ЗАВЕСА ТАИНСТВЕННОСТИ ПРИПОДНИМАЕТСЯ. БЕРГМАН И КЛЕЙНГОЛЬЦ. ПОЧЕМУ ПИННЕБЕРГУ НЕЛЬЗЯ БЫТЬ ЖЕНАТЫМ.
Ганнес и Овечка сами не помнят, как добрались до своей комнаты, как прошли через все эти темные, заставленные вещами помещения, держась за руки, точно дети, которым страшно. И вот они стоят, прижавшись друг к дружке, в темноте, у себя в комнате, тоже какой-то призрачной. Им чудится, будто свет не захочет ярко гореть, будто и здесь он окажется таким же тусклым, как жалкий свет рядом, у старухи хозяйки.
- Какой ужас, - говорит Овечка и глубоко вздыхает.
- Да, - соглашается он. И спустя немного повторяет:- Да. Она помешалась, Овечка, помешалась из-за своих денег.
- Да, она помешанная. И я…- они все еще стоят в темноте, держась за руки, - и я целый день буду одна в квартире, и она в любую минуту может войти. Нет! Нет!
- Успокойся, Овечка. В тот раз она совсем другая была. Может, это только сегодня так…

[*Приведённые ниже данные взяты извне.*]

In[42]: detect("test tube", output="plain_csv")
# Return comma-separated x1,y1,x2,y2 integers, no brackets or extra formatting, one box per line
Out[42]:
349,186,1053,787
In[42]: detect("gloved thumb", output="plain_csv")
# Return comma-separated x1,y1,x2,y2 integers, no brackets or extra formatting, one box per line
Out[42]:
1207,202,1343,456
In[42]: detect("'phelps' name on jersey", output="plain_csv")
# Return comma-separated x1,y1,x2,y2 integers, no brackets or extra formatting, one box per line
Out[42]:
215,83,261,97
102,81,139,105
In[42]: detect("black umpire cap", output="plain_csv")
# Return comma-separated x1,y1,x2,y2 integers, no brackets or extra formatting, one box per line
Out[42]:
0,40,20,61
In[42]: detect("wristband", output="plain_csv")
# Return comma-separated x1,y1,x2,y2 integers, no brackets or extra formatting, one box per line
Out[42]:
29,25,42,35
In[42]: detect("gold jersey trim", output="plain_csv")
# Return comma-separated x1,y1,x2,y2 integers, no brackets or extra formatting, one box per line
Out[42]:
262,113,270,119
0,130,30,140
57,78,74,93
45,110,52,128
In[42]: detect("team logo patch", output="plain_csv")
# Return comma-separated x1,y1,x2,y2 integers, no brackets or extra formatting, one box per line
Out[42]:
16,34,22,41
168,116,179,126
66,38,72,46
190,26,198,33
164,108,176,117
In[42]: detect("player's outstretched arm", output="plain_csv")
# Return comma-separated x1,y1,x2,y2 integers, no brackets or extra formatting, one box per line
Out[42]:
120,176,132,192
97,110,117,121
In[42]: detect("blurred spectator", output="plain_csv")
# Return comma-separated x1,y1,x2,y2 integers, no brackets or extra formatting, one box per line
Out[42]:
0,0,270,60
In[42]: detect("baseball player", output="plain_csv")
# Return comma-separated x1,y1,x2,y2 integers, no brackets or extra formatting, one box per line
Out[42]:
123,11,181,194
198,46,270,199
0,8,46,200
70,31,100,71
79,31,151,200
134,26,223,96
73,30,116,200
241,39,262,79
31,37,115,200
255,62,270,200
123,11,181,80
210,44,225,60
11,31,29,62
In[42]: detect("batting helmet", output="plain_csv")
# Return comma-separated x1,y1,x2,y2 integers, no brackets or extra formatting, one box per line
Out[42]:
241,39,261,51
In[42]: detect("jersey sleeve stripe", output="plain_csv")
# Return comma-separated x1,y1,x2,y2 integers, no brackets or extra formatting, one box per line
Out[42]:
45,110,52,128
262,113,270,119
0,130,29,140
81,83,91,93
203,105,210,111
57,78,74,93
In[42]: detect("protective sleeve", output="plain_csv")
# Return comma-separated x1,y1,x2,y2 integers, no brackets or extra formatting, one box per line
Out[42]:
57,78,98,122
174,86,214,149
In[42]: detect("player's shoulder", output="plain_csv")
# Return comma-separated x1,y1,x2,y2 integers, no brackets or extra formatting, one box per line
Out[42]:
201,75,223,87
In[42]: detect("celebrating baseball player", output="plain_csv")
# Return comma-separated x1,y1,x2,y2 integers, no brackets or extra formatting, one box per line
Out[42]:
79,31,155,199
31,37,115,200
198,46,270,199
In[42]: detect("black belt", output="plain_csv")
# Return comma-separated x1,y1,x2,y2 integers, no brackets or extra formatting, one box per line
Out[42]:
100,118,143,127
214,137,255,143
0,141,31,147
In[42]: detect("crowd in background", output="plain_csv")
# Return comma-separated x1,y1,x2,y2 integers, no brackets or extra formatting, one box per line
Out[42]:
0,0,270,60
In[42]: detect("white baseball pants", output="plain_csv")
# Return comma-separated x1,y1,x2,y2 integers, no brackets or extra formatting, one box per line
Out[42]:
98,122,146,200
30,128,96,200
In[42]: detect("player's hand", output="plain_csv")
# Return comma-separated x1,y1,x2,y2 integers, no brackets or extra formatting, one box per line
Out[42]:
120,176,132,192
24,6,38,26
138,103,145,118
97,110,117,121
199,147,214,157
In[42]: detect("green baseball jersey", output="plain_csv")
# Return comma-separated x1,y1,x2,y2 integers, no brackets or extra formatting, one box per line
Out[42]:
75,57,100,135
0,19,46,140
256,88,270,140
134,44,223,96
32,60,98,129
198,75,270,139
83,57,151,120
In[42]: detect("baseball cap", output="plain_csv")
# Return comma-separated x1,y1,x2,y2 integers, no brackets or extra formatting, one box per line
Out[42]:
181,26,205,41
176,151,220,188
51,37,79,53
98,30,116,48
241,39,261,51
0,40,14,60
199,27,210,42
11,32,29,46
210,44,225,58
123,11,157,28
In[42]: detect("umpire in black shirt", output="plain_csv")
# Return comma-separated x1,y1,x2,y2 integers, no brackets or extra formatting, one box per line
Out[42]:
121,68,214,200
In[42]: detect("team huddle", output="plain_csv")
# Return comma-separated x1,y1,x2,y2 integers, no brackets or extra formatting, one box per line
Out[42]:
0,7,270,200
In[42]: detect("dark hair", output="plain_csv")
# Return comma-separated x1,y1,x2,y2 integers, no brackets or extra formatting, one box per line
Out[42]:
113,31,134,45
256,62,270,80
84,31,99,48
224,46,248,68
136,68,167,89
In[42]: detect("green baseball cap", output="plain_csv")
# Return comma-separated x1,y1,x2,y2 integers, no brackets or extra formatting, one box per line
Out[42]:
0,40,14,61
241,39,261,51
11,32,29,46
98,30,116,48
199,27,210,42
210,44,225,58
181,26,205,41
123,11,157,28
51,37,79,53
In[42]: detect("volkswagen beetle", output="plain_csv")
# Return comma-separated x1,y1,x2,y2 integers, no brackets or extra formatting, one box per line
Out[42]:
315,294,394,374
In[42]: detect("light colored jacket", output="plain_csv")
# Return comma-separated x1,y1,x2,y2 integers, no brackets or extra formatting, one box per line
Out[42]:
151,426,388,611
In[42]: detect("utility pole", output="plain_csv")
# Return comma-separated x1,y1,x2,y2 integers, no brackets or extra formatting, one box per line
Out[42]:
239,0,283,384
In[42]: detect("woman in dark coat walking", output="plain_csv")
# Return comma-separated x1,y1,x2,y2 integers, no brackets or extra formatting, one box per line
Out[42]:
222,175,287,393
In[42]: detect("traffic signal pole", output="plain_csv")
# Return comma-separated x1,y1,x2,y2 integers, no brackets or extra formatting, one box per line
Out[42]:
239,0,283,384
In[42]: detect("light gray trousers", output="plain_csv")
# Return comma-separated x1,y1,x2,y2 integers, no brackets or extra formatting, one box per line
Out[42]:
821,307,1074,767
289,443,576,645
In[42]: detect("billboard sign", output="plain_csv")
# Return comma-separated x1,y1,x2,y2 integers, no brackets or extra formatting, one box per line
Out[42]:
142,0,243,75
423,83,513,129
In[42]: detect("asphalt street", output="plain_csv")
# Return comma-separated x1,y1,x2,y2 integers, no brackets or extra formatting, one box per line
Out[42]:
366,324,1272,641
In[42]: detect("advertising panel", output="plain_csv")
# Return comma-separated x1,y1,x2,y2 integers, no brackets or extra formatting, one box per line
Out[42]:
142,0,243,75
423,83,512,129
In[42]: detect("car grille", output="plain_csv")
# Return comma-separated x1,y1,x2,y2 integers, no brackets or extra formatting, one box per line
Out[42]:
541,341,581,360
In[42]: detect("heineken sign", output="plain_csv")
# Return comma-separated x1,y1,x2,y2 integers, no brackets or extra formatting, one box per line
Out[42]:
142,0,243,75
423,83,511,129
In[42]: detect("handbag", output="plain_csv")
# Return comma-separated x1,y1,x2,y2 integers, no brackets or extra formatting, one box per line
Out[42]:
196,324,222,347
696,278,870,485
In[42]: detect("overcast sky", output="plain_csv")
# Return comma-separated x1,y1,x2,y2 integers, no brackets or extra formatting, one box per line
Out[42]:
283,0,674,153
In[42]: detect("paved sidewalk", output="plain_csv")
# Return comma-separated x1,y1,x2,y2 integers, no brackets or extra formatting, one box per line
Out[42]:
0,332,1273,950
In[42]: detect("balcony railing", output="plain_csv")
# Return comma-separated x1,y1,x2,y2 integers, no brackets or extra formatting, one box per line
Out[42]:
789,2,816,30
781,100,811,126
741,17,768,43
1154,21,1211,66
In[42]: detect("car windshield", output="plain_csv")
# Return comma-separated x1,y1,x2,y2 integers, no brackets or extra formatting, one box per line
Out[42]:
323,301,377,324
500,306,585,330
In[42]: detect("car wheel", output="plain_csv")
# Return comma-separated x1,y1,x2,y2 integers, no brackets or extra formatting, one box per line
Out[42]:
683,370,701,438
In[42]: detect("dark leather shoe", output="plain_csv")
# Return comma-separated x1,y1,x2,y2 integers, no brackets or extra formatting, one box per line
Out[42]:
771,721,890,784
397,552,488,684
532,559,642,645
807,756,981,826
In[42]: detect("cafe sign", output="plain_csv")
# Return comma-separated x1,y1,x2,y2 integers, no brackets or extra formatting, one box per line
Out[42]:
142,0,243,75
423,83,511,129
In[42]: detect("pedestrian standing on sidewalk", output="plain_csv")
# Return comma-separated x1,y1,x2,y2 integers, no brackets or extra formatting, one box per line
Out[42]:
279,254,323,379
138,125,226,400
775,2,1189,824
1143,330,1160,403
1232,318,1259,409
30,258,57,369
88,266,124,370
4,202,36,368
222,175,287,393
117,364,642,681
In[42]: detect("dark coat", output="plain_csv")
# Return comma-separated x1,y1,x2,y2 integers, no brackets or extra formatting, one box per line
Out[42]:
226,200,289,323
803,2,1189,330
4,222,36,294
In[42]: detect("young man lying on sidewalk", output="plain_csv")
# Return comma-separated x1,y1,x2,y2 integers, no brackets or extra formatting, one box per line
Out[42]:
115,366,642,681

- "Мои молодые друзья…" - повторяет Овечка. - Она это так противно произносит, словно мы еще чего-то не знаем. Слушай, милый, я не хочу стать такой, как она! Ведь я не буду такой, правда? Мне страшно.
- Но ведь ты моя Овечка, - говорит он и обнимает ее. Она такая беспомощная, такая большая и беспомощная, и она ищет у него защиты. - Ты моя Овечка, и всегда будешь Овечкой, ну, как можешь ты стать такой, как старуха Шаренхефер!
- Правда? И для Малыша нехорошо, чтобы я тут жила. Ему вредно пугаться, его мама всегда должна быть веселой, тогда и он будет веселым.
- Да-да, все уладится, все образуется, - говорит он и гладит и баюкает ее.
- Ты так говоришь. Но ты же не обещаешь, что мы съедем.
Сразу же съедем!
- Как же это можно? Ведь у нас нет денег, чтобы полтора месяца платить за две квартиры.
- Ах, эти деньги! Неужели из-за каких-то там денег я буду жить в вечном страхе, а Малыш родится уродом?
- Вот именно, ах, эти деньги! - говорит он. - Проклятые деньги. Милые деньги.
Он баюкает ее в своих объятиях. И вдруг он ощущает себя старым и мудрым, то, что раньше казалось важным, теперь уже важным не кажется. Он может быть честным.
- У меня, Овечка, нет особых талантов, - говорит он. - Я ничего не добьюсь, мы вечно будем нуждаться в деньгах.
- Милый, милый ты мой! - говорит она певучим голосом.
Ветер колышет белые занавески на окнах. Комната озарена ласковым светом. Влекомые таинственной силой, они идут, обнявшись, к открытому окну и высовываются из него.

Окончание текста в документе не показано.